Genellikle okullarda fen, doğru cevapların açık ve sonuçlarda tartışmasız anlaşmanın olduğu konu içerikleriyle pozitivist bakış açısından öğretilir. Geleneksel okul yaklaşımında fen öğretmeni, bilgiyi sorgusuz ve itirazsız bir şekilde verir (Claxton, 1991). Bu bakış açısında bilim, kontrol deneyleri ile gerçeğin vurgulanmasına dayandırılır, bilimin tarihi ve sosyal boyutu inkâr edilir ve başarılı bilimsel buluşların bir dizisi olarak öğrencilere sunulur. Bilimsel uygulamalar, bilginin kullanımı ile sınırlandırılır. Öğrenci bilgisinin yapılanmasına katkısı büyük olan araştırma girdileri, matematiksel açıdan yorumlanır ve bilimin, hayal gücü veya doğrulama olmaksızın her durumda ortaya çıkan basit kuralların, tutarlı uygulamaların sonucunda oluştuğu hatasına düşülür. Bilginin yapılanması sürecine girişte öğrenciye, bilgiye anlam kazandırma fırsatı verilmez. Soruların yorumlanması, alternatif yolların düşünülmesi ve bu yollar arasında seçim
yapılmasında öğrencilerin değerlendirmelerinin önemi dikkate alınmaz. Bilgiyi insanın yapılandırdığı ve yapılandırmada öğrenci yorumlarının önemi gözden kaçırılır (Driver ve diğ., 2000). Öğrenci bilgiye nasıl anlam kazandırır? Soruları nasıl yorumlar ve alternatif yolları nasıl ortaya koyar? Bunun için, fen bilimlerinde yorum ve açıklama yapabilmeleri için delillerin seçimi, kullanımı ve açıklamalarının içeriğinin hangi kriterlere göre değerlendirileceği konularında öğrenciler eğitilmelidir (Duschl ve Osborne, 2002) .

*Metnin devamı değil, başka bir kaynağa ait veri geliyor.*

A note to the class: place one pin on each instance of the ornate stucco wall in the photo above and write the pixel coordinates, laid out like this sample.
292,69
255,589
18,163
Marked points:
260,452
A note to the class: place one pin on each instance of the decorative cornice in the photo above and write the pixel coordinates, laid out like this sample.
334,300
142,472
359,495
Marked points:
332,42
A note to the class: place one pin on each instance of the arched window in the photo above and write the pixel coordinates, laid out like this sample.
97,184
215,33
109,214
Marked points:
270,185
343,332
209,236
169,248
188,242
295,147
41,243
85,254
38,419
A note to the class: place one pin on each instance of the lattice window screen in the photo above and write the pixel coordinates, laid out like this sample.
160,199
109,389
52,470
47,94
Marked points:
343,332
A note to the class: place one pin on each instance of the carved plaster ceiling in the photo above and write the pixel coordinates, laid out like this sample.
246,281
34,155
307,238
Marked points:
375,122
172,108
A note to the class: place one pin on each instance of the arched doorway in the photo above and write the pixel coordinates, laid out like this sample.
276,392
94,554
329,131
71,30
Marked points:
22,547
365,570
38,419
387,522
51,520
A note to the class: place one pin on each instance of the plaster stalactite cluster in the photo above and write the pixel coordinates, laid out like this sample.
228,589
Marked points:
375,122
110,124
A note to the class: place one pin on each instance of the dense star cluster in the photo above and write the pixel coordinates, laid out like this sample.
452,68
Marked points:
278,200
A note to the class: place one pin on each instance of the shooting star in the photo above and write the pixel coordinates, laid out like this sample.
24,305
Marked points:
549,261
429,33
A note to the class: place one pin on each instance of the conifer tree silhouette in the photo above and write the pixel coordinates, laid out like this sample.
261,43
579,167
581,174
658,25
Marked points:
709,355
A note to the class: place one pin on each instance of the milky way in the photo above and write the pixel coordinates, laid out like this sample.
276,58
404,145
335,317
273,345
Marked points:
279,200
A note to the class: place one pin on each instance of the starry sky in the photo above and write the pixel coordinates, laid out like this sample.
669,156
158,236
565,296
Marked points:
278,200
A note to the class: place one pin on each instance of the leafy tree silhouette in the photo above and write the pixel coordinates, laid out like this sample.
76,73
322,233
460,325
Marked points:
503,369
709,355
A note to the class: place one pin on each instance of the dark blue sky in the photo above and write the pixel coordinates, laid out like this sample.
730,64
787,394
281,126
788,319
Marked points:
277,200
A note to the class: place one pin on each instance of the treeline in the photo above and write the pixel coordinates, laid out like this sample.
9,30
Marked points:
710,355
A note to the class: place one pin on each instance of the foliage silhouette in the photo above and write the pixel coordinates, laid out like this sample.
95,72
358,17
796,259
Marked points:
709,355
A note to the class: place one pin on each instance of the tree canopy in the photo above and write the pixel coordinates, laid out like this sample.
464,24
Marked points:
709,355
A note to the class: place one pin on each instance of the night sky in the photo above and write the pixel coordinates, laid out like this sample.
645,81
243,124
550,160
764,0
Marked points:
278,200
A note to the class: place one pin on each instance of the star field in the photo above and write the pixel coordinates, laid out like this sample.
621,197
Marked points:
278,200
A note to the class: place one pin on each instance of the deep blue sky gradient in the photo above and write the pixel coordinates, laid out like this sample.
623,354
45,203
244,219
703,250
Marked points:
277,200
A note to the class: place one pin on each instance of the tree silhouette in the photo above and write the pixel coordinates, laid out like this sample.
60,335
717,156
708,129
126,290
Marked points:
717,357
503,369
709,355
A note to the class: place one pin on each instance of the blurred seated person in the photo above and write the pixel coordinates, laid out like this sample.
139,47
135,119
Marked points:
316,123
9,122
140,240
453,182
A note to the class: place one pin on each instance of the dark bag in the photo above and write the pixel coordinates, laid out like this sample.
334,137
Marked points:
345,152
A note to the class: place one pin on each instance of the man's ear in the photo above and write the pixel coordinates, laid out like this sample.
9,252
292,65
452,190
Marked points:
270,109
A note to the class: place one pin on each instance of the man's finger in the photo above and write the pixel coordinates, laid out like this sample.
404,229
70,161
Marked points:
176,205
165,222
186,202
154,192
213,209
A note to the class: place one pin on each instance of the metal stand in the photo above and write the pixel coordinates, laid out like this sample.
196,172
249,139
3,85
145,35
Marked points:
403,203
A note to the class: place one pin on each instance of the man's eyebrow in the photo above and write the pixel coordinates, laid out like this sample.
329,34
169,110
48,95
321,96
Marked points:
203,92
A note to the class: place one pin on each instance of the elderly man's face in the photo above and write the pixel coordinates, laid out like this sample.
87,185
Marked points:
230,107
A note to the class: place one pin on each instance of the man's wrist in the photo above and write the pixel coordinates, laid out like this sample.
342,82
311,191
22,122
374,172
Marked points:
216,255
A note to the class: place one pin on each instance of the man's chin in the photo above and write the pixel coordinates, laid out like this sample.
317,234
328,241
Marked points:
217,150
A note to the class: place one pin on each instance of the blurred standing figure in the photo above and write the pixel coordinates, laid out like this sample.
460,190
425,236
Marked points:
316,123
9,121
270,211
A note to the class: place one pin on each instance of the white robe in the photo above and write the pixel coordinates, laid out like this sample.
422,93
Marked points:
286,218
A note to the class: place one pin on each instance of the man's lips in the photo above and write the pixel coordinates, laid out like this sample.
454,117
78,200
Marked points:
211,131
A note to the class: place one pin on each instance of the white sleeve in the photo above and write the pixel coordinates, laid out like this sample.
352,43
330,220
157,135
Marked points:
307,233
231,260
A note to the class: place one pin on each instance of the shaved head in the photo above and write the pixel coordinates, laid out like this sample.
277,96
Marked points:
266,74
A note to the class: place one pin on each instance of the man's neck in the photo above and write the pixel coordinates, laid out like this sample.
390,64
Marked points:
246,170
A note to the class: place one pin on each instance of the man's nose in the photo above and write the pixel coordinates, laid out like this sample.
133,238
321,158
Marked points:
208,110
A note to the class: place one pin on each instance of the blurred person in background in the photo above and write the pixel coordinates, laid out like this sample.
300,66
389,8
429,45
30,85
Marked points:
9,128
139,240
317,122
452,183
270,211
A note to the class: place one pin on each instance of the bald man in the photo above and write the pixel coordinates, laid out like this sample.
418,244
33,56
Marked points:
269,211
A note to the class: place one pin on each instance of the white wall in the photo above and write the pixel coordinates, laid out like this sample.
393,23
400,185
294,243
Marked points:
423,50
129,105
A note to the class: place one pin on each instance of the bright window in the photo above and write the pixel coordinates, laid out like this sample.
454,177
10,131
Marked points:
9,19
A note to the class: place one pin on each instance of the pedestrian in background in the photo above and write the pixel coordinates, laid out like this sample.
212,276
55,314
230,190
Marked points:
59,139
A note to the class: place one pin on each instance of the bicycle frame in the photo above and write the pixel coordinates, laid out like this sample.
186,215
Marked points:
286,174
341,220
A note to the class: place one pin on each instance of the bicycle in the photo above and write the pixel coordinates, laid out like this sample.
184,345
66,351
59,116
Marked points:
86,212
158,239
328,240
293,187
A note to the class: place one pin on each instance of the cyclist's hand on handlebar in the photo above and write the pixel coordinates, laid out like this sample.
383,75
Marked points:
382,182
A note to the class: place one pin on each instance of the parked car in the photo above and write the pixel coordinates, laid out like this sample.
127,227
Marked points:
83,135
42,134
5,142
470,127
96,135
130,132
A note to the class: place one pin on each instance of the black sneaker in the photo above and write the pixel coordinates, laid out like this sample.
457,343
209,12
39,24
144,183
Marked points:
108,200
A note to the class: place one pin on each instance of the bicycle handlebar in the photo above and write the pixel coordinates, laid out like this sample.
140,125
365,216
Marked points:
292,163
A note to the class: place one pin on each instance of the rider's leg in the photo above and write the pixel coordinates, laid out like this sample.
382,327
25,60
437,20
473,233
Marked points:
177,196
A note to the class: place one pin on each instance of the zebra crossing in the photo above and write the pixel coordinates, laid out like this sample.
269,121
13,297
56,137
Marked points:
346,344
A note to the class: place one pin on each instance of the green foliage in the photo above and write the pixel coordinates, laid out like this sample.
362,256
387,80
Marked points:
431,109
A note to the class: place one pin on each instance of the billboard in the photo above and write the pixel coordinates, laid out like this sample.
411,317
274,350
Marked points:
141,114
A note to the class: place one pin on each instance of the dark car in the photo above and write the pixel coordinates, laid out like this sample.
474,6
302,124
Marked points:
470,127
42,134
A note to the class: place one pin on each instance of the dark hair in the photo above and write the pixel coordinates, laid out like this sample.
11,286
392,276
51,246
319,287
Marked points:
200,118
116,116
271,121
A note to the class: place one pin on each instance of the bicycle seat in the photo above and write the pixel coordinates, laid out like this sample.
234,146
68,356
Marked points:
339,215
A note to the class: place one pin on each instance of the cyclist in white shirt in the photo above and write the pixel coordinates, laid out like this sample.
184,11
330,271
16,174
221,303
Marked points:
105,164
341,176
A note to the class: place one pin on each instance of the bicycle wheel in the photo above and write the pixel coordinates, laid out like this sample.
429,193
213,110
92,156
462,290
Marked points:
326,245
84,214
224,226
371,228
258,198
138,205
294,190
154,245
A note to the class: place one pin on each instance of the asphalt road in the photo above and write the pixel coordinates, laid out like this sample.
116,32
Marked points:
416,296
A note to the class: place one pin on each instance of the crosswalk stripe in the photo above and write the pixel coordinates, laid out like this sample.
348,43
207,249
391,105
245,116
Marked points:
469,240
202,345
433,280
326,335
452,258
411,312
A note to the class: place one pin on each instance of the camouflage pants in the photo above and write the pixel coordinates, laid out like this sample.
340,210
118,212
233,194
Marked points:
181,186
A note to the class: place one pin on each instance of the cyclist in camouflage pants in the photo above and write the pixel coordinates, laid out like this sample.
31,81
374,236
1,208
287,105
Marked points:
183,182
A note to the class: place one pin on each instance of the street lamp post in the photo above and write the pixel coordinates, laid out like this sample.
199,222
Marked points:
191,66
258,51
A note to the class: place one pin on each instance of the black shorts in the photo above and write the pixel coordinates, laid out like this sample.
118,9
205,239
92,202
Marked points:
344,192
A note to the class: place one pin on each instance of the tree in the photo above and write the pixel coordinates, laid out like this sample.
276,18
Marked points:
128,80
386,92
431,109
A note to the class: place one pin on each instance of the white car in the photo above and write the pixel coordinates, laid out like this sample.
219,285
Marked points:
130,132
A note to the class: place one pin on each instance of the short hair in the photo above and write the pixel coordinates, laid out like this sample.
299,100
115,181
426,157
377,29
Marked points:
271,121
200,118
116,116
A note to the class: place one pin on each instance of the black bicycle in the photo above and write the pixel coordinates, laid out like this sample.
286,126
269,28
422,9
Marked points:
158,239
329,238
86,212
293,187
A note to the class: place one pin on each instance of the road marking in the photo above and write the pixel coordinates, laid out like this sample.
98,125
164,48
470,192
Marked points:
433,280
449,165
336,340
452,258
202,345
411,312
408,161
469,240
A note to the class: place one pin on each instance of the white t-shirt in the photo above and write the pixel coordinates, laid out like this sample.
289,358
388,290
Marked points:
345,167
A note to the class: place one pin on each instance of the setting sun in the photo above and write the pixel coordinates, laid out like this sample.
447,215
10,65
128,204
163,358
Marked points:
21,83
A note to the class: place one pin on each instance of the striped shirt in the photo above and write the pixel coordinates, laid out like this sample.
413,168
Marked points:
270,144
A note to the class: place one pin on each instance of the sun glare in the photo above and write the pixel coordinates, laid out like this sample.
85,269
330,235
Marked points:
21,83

Son yıllarda eğitim alanında yapılan çalışmalarda, bilimsel bilginin edinilmesi, yapılandırılması ve zihinsel faaliyetlerin geliştirilmesinde bilimsel tartışmanın (argumentation) önemi üzerinde durulmaktadır. Yeni öğrenme ve öğretme yaklaşımlarında da, özellikle fen öğreniminde öğrencilerin fen konularında bilimsel konuşma becerilerinin geliştirilmesinin gerekli olduğu belirtilmektedir. Geleneksel fen öğreniminin benimsediği sonuçları kesin olan problemlerin çözümü, kavramların ve bilimsel süreçlerin öğrenilmesi gibi konulara yeni yaklaşımlarda yer verilmemektedir. Yeni yaklaşımlara göre feni öğrenmek; dış dünya ile ilgili kavramları genelleştirebilmek için gerekli yapılanmayı sağlamak (kavramsal çerçeveleri oluşturmak) ve araç-gereç kullanmakla mümkündür. Bu açıdan bakıldığında bilimsel tartışma, bilimsel konuşmalar için özel bir önemi olan bilimsel bilginin geliştirilmesinde de yardımcı bir araçtır (Erduran ve diğ., 2006).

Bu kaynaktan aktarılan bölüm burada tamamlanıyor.